Tuesday 5 April 2011

To Can Tho

Ahoy!

I've booked my bus ticket to Can Tho, in the Mekong Delta, and will be heading off tomorrow morning. It also looks like it could be the most complicated bus journey I've ever undertaken. It has already proven to be quite a task.

I had a little business card from the bus company saying that they go to Can Tho and Mui Ne and Da Lat and Nha Trang etc etc. So I wandered over to the offices this morning and asked for a ticket to Can Tho. Unfortunately the lady who was helping me didn't speak much English, but she explained to me that if I want to go south I have to go to their other offices. She then showed me the address on the business card. I looked at my little map of central HCMC to see if I could find the street, but failed. I handed the map over to the lady and asked her to mark the spot. She drew a little dot right on the edge of my map. The road she had pointed out to me was only just visible on the map and was too small to have the street name shown.

I gauged that it was within walking distance and set off. It took me about half an hour to get there, but it was easy enough to find.

Now you're probably wondering why I said this could be a complicated bus journey. I'll explain. I'd bought the ticket and was told I need to be back there at 7 the next morning. An hour before my bus was due to leave. I asked why I needed to be there so much earlier and was told that there is a bus that will pick me up and take me to the 'big bus station' where I'll find another bus to take me to Can Tho. This would ordinarily be an easy thing to do, take a bus there, switch buses and head to Can Tho. No problem.

Well, it would be easy if people spoke English. It could prove to be a little more challenging to try communicate with people in different languages.

It should be a great experience though and I relish the challenge.

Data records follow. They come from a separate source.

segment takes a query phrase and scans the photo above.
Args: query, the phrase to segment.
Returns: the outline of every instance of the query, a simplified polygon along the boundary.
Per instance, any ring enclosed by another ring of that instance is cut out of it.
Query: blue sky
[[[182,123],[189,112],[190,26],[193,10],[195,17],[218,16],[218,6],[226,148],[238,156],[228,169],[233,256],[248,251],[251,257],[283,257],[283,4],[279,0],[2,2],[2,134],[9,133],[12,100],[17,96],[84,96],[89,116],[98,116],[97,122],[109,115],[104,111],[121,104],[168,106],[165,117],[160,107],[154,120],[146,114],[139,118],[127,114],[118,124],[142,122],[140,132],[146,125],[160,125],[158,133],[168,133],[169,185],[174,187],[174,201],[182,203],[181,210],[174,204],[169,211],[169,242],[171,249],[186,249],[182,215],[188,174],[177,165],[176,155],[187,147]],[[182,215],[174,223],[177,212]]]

It rained last night. I was having supper and a bia hoi and there was lightning around. To be brutally honest I was disappointed with the weather's meager performance last night. The rain telegraphed its arrival like a real amateur and I was able to get under an umbrella long before it started raining. Rain like that happens in South Africa all the time. I expected more from the weather. I wanted raindrops the size of kittens and rivers forming where streets used to be. I wanted tourists to be flailing around screaming "the horror... the horror!"